The concern is less Bouattia’s political positions than her potential tactics. NUS has fostered constructive relationships with governments and the higher education sector over the past ten years, to the extent that little happens in higher education policy without NUS’s input. There are voices on the left who consider the compromises involved in working with the Government to be unacceptable, and that time spent at the negotiating table is time wasted. If Bouattia decides to deprioritise negotiation with policymakers, then they could seek alternative student voices outside NUS or simply ignore students altogether. NUS’s prospects of seriously influencing the HE Bill or TEF would be compromised, and higher education policy would be the poorer for it.
The likelihood of immediate mass students’ union disaffiliation is low, mainly for pragmatic reasons. It requires a referendum of all students on campus to vote for disaffiliation or affiliation to NUS, and with exam season coming soon, students have bigger issues on their minds, notwithstanding the fact that a number of Jewish student groups have expressed deep concern over Bouattia’s election. Disaffiliations in reaction to particular issues that crop up during Bouattia’s presidency are much more likely. Moreover, NUS membership includes access to a range of useful services that have very little to do with national representation and campaigning, including collective purchasing, ethical clothing sales, the NUS Extra discount card, support for elections and crisis consultancy. Naysayers may argue that students’ unions can do without these services but their existence should give pause to those within students’ unions who might be arguing for disaffiliation.
Whether Bouattia’s words have been taken out of context or not, her engagement with student politics as NUS Black Students’ Officer has suggested that she is passionate about her politics and very good at political organisation. However, her record also shows that she is not particularly concerned with how her actions are perceived in the outside world or how the consequences of those actions might play out for the political influence of the organisation she leads. As she has said, as a Muslim woman, her words will be subject to increased scrutiny. She may believe that she should not have to adapt her approach or compromise her politics to get things done; no doubt all political leaders feel the same way at the start of their tenure. It is how they manage that tension that ultimately defines their legacy.
Sorry, but difficult to take “Zionist-led media” and Bouattia’s other Zionist references ‘out of context’. They are classic anti-semitic tropes. If she does not recognise and understand that, then it demonstrates a dangerous and worrying ignorance.
Oh dear, only in the NUS could what prima facie appears the most progressive of outcomes actually end up entailing a big step back.
Half the time I don’t know what antisemitism is these days, the goalposts are speeding, let alone moving. And consensus on what it is, or is not, is elusive. I doubt very much she is racially or culturally racist, whatever her politics might be.

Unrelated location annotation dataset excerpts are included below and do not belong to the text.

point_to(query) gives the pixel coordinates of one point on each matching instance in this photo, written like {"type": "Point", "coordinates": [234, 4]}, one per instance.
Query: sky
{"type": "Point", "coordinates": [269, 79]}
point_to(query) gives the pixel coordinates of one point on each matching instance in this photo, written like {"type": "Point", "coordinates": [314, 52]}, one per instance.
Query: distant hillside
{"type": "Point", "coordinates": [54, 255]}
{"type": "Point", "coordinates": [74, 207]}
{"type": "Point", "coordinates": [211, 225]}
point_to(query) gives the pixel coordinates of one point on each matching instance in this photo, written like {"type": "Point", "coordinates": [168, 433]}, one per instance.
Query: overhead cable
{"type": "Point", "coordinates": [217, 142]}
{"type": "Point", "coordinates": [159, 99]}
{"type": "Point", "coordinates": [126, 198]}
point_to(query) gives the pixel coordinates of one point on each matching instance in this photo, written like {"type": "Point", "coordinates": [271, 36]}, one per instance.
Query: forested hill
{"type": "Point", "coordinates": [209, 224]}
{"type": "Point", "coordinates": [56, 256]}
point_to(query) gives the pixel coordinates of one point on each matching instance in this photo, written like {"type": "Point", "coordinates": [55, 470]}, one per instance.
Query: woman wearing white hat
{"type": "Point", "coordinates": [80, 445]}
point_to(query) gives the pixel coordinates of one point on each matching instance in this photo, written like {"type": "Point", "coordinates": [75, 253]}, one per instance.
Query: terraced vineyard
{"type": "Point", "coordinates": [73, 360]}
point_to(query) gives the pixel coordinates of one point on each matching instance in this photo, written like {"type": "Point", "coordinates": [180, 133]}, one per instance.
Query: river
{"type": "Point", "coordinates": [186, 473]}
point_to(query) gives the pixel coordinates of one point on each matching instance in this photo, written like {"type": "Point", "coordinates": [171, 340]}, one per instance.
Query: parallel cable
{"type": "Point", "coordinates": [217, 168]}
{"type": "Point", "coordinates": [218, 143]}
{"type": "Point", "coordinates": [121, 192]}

She is also young, and an activist and we’ve all been pulled up for non-PC utterances – that’s how we learned what was or wasn’t acceptable. Such tropes are socially and historically constructed and some should be resisted, such as any suggestion that criticism of the state of Israel is inherently antisemitic or discriminatory.
She should be judged on how she behaves moving forwards, not for past foolishness. And she should be given a fair chance to prove her worth and leadership.
You doubt she is racially racist?
Anti-Semitism simply ‘non-PC utterances’?
And the classic ‘context’ argument – as poor a defence as ‘some of my best friends are…’.